Though it was sarcastic, the mention of his reputation does the trick. Shaking his head, he mutters something under his breath. Then he bursts from of the car as if it spit him out and starts striding toward the entrance, not looking back.

Here we go again.

I call out, “Oh, Mason?”

He stops dead in his tracks, scrubs his hands over his face, then swings around to stalk back toward me. “Sorry,” he says gruffly when he reaches my side. “Habit.”

“That’s all right. I’ve got my share of bad habits, too.”

Surprised, he lifts his brows. “Oh yeah? Name one.”

I know I can’t tell him about my hopeless addiction to collecting Harry Potter memorabilia, or that I can’t eat a bag of M&Ms without first sorting them into separate colors and counting them, or that all the food items in my pantry have to be aligned in perfect rows by size and color with all their labels facing out or I can’t sleep, because he’ll tease me ruthlessly.

So I decide on something a little less out there.
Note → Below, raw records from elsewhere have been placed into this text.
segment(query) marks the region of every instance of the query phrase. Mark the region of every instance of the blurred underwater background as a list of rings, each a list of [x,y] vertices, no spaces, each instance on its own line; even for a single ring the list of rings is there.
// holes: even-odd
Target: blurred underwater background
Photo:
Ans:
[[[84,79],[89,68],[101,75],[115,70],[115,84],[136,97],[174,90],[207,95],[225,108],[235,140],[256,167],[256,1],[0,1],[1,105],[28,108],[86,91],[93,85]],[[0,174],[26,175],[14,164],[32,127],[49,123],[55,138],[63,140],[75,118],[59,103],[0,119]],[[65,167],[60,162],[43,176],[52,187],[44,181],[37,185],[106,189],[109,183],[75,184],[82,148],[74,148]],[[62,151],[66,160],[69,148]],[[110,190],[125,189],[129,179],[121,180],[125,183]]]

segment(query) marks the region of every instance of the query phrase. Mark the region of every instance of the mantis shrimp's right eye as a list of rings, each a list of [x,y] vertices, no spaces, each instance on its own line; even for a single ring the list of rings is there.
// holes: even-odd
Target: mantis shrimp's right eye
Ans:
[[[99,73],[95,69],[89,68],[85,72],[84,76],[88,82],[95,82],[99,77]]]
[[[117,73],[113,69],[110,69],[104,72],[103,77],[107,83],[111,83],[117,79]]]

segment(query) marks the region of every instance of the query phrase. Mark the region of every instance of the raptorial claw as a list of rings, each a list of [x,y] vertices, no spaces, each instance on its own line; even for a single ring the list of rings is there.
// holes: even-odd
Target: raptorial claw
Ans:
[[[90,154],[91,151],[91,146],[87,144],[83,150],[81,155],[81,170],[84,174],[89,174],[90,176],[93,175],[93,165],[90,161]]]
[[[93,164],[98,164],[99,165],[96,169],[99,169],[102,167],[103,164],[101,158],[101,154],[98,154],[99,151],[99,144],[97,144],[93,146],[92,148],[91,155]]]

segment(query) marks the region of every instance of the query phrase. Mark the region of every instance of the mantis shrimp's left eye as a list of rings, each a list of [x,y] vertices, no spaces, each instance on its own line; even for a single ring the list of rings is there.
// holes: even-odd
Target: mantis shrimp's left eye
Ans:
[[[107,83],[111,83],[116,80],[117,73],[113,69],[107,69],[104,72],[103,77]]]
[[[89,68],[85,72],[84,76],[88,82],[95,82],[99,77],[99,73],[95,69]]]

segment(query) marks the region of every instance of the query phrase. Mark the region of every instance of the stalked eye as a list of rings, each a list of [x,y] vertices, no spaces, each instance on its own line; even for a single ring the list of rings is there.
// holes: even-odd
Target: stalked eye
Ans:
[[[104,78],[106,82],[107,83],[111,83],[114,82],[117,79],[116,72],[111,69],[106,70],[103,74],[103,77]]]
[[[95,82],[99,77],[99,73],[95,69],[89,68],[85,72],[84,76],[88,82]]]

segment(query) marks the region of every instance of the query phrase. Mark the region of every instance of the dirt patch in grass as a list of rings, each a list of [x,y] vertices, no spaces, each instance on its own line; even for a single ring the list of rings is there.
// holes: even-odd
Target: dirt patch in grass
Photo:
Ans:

“Netflix. I’m a serious binge watcher.”

Something that could be a distant relative to a smile crosses his face. Looking down at me with his lids half lowered, he says, “But how else would you fill all those lonely, celibate nights spent with your cats?”

Ouch.

I lift my chin and sniff. “You’re not half as funny as you think you are. And by the way, I never said I was celibate.” I sail past him, heading toward the front steps of the church, where a small crowd is milling, waiting for the service to begin.